Und gleichzeitig werden Tausende an der Grenze und auf den Straßen an der Anfahrt gehindert. Friedliche DemonstrantInnen werden kontrolliert, gefilzt, aufgehalten, fest- oder in Gewahrsam genommen, gejagt, gefilmt, eingekesselt, geprügelt. Zwei Busse der Clownsarmy, die erkennbar nicht zu den gewaltbereiten Nato-GegnerInnen gehören, mussten stundenlange Schikanen durch die Polizei über sich ergehen lassen. Eine junge Demonstrantin wurde schwer verletzt, als ein Polizist Gummigeschosse in die Menge schoss und sie aus knapp drei Metern Entfernung im Gesicht getroffen wurde. Ein älterer Mann wurde mit schweren Herzproblemen, die durch das Tränengas entstanden, ins Krankenhaus eingeliefert und befand sich am Sonntag noch immer in kritischem Zustand. Sanitäter meldeten hunderte Verletzte, die vor allem durch Gas und Splitter der diversen Polizeigeschosse verletzt wurden und es mussten sogar Gasvergiftungen gemeldet werden. An manchen Stellen wurden die Tränengas- oder Blendgranaten im Sekundentakt in die Menge geschossen, es wurden auch gezielt JournalistInneen und DemosanitäterInnen unter Beschuss genommen. Die Stadt versank im Tränengas.

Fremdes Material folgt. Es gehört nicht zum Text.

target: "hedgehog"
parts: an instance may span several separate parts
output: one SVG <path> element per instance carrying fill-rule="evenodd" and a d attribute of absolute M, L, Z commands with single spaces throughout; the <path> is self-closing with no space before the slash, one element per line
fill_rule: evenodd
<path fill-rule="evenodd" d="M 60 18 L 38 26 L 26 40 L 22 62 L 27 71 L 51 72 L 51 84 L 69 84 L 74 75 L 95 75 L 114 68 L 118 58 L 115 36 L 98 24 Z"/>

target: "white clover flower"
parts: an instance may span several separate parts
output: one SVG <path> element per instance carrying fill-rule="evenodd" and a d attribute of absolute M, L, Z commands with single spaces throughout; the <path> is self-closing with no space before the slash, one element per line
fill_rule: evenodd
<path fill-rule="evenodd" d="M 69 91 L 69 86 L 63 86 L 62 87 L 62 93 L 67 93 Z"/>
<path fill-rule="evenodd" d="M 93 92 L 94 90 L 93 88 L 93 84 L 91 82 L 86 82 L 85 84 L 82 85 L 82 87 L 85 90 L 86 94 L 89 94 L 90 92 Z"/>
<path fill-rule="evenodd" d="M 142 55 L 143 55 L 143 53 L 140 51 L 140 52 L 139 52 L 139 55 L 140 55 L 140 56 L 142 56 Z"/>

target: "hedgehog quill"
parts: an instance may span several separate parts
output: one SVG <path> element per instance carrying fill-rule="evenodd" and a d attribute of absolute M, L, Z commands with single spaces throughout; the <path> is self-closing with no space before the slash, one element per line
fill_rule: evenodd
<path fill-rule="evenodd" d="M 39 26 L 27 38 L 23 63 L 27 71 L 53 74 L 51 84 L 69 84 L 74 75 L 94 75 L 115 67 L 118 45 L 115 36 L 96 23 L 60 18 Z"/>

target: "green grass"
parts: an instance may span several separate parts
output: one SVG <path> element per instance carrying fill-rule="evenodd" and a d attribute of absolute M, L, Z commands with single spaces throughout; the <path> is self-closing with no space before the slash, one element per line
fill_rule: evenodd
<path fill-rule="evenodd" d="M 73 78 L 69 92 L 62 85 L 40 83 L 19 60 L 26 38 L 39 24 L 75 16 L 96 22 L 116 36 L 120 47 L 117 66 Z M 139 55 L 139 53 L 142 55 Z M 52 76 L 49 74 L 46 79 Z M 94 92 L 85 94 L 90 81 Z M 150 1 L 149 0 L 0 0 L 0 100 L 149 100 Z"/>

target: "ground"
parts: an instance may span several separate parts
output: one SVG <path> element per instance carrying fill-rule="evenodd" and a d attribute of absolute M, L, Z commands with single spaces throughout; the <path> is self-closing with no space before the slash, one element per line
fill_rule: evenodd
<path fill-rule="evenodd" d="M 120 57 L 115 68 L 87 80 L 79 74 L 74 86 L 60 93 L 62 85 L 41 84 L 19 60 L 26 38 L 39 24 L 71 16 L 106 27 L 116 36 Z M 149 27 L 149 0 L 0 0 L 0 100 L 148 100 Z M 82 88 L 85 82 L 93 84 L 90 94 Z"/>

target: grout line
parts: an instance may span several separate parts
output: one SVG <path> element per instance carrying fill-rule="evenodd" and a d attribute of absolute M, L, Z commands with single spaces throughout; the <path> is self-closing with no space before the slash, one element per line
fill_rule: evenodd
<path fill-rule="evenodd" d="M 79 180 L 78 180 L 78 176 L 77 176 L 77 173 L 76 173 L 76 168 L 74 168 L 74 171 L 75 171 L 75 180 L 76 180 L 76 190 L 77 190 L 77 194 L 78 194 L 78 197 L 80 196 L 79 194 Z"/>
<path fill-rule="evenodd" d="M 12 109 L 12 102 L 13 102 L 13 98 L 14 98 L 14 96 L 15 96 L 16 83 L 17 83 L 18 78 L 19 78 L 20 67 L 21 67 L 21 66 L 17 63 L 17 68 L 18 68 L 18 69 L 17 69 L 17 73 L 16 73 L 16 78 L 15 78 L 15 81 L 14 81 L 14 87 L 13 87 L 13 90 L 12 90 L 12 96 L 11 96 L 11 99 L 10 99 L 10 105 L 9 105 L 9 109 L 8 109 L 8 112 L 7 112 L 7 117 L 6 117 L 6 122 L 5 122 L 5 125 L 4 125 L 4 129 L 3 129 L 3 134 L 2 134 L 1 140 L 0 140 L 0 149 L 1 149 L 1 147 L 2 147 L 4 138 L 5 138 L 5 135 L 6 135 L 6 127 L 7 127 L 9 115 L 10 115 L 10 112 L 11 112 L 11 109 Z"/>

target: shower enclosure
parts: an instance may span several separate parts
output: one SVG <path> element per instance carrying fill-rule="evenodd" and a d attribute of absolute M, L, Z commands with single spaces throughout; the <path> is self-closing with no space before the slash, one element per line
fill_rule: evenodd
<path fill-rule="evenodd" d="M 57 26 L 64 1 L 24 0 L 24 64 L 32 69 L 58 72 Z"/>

Bilder von brennenden Häusern, Barrikaden und Mülltonnen werden nicht nur von den Medien gesucht, auch die Polizei nutzt sie als Vorwand für ihre eigene Gewalt, als Rechtfertigung, auch friedliche Demonstranten zusammenzuschlagen, zu verfolgen, einzusperren oder Demos gleich von vorneherein zu verbieten. Gerade in einer Phase erstarkender sozialer Bewegungen wie wir sie „dank“ der Krise zurzeit erleben, versuchen die Herrschenden und ihr Staat, Proteste von Anfang an klein zu halten. Dazu gehört auch, dass sie uns mit Bildern steinewerfender Vermummter von breiteren Bevölkerungsschichten isolieren, und die politischen Inhalt des Protestes zu dezimieren wollen.

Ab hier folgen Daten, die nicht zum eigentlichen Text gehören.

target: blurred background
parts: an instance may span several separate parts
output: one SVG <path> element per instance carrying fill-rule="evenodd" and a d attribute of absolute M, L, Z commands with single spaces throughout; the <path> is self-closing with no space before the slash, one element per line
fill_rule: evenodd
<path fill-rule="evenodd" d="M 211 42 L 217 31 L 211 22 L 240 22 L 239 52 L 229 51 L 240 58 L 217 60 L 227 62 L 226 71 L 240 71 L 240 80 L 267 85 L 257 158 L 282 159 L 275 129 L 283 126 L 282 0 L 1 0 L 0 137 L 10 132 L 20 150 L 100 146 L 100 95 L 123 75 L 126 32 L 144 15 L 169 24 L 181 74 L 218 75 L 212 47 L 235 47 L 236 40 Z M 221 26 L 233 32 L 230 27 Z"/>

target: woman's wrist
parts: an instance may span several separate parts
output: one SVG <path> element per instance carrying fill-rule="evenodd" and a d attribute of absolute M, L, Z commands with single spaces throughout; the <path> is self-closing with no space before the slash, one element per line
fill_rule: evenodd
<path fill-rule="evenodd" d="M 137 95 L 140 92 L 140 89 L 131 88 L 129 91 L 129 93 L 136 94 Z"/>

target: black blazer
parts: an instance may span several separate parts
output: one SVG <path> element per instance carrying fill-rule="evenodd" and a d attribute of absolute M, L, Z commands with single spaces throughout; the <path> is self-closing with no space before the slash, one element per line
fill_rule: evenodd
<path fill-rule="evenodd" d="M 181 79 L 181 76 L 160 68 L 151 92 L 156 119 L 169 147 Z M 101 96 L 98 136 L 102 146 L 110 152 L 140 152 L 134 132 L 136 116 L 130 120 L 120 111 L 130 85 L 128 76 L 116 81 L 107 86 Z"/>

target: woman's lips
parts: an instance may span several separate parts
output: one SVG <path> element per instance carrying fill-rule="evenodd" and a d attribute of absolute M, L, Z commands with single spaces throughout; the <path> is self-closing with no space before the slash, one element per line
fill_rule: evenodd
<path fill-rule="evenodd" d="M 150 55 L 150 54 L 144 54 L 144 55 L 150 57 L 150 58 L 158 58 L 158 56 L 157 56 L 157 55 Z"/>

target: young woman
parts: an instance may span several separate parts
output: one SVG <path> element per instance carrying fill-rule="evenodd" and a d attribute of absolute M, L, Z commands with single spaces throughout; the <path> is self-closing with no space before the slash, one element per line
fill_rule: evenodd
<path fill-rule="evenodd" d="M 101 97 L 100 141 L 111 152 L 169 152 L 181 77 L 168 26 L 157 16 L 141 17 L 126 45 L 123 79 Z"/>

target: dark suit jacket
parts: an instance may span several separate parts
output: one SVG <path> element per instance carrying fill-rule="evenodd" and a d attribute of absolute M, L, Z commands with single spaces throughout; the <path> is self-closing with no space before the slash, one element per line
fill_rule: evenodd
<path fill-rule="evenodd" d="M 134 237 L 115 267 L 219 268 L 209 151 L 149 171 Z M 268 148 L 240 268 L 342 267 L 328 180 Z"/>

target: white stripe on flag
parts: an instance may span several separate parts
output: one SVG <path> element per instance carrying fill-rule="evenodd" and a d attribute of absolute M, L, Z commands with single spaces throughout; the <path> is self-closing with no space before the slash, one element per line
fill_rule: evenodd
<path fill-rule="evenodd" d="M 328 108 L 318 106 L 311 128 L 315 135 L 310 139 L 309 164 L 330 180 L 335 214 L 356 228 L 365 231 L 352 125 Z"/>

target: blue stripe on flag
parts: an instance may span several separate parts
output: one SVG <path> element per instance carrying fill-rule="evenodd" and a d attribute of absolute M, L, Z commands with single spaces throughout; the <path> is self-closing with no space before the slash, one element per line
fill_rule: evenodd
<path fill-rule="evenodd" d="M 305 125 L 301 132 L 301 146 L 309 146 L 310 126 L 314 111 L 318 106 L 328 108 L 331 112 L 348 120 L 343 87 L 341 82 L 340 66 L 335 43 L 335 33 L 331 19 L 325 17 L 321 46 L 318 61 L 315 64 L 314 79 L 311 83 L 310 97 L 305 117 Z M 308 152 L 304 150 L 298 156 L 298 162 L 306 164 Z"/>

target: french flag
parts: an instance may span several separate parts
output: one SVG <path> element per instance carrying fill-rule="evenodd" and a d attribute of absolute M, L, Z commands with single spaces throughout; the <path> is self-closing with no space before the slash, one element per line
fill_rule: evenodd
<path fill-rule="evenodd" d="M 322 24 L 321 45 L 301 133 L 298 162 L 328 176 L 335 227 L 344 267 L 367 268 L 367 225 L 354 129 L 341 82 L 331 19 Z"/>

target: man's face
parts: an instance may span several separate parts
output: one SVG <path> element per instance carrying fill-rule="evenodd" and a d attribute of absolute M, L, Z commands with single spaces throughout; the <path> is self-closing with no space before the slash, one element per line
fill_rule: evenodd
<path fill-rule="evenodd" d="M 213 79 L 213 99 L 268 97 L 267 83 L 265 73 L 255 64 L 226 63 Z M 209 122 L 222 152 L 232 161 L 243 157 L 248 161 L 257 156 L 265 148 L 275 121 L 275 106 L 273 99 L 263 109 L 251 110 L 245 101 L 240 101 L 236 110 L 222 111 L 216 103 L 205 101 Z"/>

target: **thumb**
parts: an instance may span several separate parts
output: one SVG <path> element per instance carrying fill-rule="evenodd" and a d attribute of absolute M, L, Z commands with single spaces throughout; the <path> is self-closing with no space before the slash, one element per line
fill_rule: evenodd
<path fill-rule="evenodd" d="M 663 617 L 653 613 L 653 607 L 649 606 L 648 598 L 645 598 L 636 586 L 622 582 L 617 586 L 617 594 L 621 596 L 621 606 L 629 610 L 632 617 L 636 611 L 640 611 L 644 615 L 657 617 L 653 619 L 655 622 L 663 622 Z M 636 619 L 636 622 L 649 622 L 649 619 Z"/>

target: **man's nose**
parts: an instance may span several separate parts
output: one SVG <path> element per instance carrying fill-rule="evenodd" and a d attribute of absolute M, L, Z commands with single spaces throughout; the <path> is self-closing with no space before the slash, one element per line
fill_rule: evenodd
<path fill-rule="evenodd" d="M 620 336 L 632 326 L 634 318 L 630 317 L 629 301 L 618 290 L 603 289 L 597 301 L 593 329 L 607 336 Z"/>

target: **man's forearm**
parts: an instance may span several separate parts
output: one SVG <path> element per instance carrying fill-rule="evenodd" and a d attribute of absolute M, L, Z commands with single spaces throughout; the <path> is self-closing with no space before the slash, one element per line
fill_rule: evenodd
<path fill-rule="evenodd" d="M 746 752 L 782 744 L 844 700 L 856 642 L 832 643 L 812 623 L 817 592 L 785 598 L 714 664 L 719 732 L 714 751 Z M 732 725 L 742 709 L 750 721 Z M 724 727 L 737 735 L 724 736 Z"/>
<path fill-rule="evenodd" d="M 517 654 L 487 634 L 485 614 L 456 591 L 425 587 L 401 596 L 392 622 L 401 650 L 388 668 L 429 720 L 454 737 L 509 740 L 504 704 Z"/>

In Deutschland war der 28. März der Anfang einer neuen Bewegung, die in Italien, Frankreich und anderen Ländern schon voll in Fahrt ist. „In Frankreich werden Könige noch geköpft“ hat Sarkozy nach dem Generalstreik gesagt und damit die Angst der herrschenden Klasse vor uns ausgesprochen.
Wir dürfen uns von Repression, Polizeigewalt und Verfolgung nicht abschrecken lassen. Im Gegenteil, diese Angriffe sind für uns nur ein weiterer Beweiß, mit welchen Mitteln sich die Kapitalisten noch an der Macht halten. Sie wissen, genau wie wir, dass sie keine Chance gegen uns haben, wenn wir mehr werden, gemeinsam stehen und kämpfen.